The tournament turned with a three-stroke swing on the 16th hole, a day after Lewis was penalized two strokes for her caddie's blunder on the short par 4.
On Sunday, Lewis took a two-stroke lead with a birdie after Miyazato made a double-bogey following an errant approach shot that left her with an unplayable lie in a desert bush.
Miyazato took an unexpected four-stroke lead over Lewis and Jee Young Lee into the final round when Lewis was penalized after play Saturday when it was ruled that caddie Travis Wilson tested the sand before Lewis played out of a bunker on No. 16.
"I wasn't even mad at him because he didn't do anything on purpose," Lewis said. "I just felt really bad for him just because all the stories were, 'Stacy Lewis' caddie, Stacy Lewis' caddie.' The spotlight was on him and he never wants that. We were so motivated today."
Miyazato was a stroke ahead on the 16th tee and was seemingly in perfect position after splitting the fairway on the 307-yard hole. But the straight-hitting Japanese star's pitching wedge sailed left, hit on the bank near the edge of the green and rolled into the desert bush.
"My shot was like totally in between clubs," Miyazato said. "I hit the pitching wedge, but my instinct said that it was an easy 9, so it was a little bit indecisive and that's why I pulled my shot."
Instead of playing again from the fairway, she elected to drop in sand in the desert, leaving her with an uphill shot with little green to work with. Her shot from the desert went to the far edge of the green and she two-putted for a double-bogey 6.

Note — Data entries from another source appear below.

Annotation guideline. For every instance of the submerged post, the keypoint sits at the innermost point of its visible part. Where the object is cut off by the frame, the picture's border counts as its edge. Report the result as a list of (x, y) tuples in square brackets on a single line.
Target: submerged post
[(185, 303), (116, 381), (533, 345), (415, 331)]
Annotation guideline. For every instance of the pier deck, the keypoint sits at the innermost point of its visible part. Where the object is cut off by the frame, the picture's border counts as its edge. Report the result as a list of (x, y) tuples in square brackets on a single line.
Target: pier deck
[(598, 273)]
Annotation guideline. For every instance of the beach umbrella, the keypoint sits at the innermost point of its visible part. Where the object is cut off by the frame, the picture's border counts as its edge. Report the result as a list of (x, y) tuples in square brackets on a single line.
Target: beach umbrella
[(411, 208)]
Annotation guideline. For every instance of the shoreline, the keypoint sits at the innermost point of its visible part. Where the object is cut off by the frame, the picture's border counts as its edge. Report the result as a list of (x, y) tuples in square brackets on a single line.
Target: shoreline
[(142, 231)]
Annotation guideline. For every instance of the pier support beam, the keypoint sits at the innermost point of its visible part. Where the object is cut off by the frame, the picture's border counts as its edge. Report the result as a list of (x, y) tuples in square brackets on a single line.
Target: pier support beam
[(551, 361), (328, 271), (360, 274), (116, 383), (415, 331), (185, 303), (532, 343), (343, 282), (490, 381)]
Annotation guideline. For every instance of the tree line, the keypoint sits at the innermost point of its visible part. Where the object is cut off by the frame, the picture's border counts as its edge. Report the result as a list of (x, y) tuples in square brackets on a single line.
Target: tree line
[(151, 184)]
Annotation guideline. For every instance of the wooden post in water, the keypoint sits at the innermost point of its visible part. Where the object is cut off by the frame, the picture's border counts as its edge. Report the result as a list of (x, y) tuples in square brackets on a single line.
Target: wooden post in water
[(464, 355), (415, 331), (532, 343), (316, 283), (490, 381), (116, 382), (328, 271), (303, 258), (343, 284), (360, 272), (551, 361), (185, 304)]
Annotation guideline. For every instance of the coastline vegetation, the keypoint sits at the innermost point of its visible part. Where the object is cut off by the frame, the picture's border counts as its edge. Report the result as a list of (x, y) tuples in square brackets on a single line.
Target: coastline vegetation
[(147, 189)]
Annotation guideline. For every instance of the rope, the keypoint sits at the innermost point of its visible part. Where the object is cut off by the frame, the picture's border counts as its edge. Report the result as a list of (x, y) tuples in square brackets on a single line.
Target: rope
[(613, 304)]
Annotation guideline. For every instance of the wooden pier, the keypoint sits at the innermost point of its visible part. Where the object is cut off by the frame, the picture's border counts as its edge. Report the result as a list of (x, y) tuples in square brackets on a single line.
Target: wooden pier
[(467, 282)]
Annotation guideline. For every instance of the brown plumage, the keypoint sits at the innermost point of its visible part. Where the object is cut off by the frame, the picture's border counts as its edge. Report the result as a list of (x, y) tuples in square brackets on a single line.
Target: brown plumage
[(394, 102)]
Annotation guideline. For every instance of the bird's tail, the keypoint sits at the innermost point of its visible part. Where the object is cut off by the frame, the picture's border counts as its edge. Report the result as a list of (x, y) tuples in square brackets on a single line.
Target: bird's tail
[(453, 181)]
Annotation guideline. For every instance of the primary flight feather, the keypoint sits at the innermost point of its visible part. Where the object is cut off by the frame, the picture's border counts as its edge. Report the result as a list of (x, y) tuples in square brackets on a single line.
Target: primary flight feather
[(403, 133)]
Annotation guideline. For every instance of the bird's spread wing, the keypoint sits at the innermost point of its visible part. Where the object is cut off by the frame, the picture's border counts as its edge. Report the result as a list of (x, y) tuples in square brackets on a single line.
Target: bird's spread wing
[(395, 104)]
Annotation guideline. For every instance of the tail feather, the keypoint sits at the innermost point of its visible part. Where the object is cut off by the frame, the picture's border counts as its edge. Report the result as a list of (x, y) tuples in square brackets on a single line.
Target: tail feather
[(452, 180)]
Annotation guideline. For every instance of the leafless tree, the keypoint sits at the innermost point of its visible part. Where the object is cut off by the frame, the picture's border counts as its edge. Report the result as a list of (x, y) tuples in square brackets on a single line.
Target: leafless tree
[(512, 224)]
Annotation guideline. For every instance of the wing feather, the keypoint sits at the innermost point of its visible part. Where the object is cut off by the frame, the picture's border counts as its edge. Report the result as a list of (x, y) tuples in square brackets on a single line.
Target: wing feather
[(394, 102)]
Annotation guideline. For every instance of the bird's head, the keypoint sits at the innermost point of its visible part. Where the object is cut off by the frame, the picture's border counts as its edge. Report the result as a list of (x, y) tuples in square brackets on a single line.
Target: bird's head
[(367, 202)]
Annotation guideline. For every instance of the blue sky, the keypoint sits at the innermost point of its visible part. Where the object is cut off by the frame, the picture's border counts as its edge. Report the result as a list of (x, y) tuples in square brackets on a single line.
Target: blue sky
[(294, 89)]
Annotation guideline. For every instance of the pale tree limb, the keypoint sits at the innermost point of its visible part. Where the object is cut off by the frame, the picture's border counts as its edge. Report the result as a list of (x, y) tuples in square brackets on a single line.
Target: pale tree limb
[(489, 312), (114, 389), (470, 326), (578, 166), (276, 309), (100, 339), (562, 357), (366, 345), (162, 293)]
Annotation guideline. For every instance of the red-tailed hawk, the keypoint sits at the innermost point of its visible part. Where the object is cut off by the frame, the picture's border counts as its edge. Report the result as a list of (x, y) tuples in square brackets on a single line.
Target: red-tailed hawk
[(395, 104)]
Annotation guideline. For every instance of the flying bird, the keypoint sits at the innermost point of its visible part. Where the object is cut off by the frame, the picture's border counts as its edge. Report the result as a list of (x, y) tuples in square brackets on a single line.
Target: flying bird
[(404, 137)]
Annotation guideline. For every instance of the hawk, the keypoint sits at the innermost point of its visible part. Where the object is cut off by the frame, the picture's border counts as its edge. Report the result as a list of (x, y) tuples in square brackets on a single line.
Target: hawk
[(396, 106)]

"I decided I would take a drop almost like in a bunker position and I thought we had that little backstop behind the pin, so I thought I could make it stop a little bit more," Miyazato said. "It was kind of a little flat when I dropped, so it was hard."
Lewis, a 12-time winner at the University of Arkansas, found the right fairway bunker off the tee, hit to 15 feet and holed the birdie putt.
"I was shocked that she hit the shot she did," Lewis said. "That is not like Ai at all. She's green, green. I mean, it's boring to play with her because she hits so many greens."
Lewis added an 18-footer on the par-3 17th for her third straight birdie.
"I was certainly surprised she finished the way she did, but to make those two putts I did on 16 and 17 was pretty unbelievable," Lewis said. "I'm really speechless. I played great and I was super motivated from all that happened yesterday and just happy for Travis.
"Weird things happen when you play enough golf rounds and I told him that over and over and over again. He would have felt horrible if we lost by two, so that's why I just put the dagger in and made some more putts there coming in."
Miyazato also tied for second last year at Desert Ridge, a stroke behind Tseng. The nine-time tour winner was playing for the first time since suffering a whiplash injury in a five-vehicle crash last month in Bangkok after the LPGA Thailand.
"All in all, I had a good day," Miyazato said. "I have a good feeling and my play was really solid, just the one bad shot on 16. I was a little disappointed."
DIVOTS: Lewis earned $225,000 to push her tour-leading total to $526,364. She donated $50,000 to LPGA-USGA Girls Golf. ... Angela Stanford was third at 17 under after a 68. ... Tseng shot a 70 to tie for 59th at 4 under. ... Lee, the second-round leader after opening 65-64, closed 72-72 to tie for fourth at 16 under.